While the performance of the Appro XtremeServer is rather remarkable on its own merits, what is even more remarkable is the capacity of the XtremeServer to maintain a dramatic price-performance edge, running highly parallelizable CFD benchmarks vis à vis high-performance computing clusters. For small to medium sized problems, the Appro XtremeServer was able to scale rating performance using up to eight parallel processes. Moreover, the Appro XtremeServer was able to hold a slight, but distinct, advantage in rating performance over a cluster of multiple 4-way HP ProLiant DL585 servers.

 
In the Fluent medium size benchmark group, the M1 benchmark models 500 coal particles that are entrained in a stream of air and injected into an industrial boiler to be burned. The M2 benchmark models turbulent flow in an automotive valve port using a hybrid zonal grid or mesh. The M3 benchmark models the injection an burning of natural gas—methane (CH4)—in a high velocity gas burner. In the Fluent large size benchmark group (mouse over) The L1 benchmark models transonic air flow around the surface of a research model combat aircraft. The L2 benchmark, models exterior air flow around a simplified model of a passenger sedan. The L3 benchmark, models the turbulent flow of air through a duct.
 
     
 

Only as the size of the problems—measured by the number of cells in the defining surface grid—began to approach and then exceed one million cells did we begin to encounter problems supporting parallel execution across all eight processor cores. What we encountered in the largest CFD problems was a reduction in the number of parallel processes that we could support and a drop off in the linearity of performance scalability at the highest number of supportable processes.
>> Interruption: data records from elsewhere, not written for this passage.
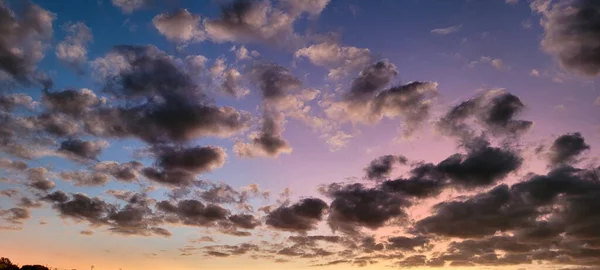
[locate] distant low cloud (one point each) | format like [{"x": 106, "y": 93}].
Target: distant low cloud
[
  {"x": 179, "y": 26},
  {"x": 447, "y": 30},
  {"x": 496, "y": 63},
  {"x": 74, "y": 49},
  {"x": 129, "y": 6},
  {"x": 341, "y": 60},
  {"x": 570, "y": 33}
]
Within the context of a price-performance evaluation, however, the performance leadership of the Appro XtremeServer is exceeded by its price-performance leadership. In the most unfavorable situation with the most complex model, the Appro server was able to scale to four parallel processes in a near-linear fashion. That matched the performance of each of the cluster members within the competing configuration. Nonetheless, while the cluster was maintaining a two-to-one advantage in scalability as measured in rating performance, the inherent value proposition of the Appro server was still maintaining a near two-to-one advantage in terms of price-performance.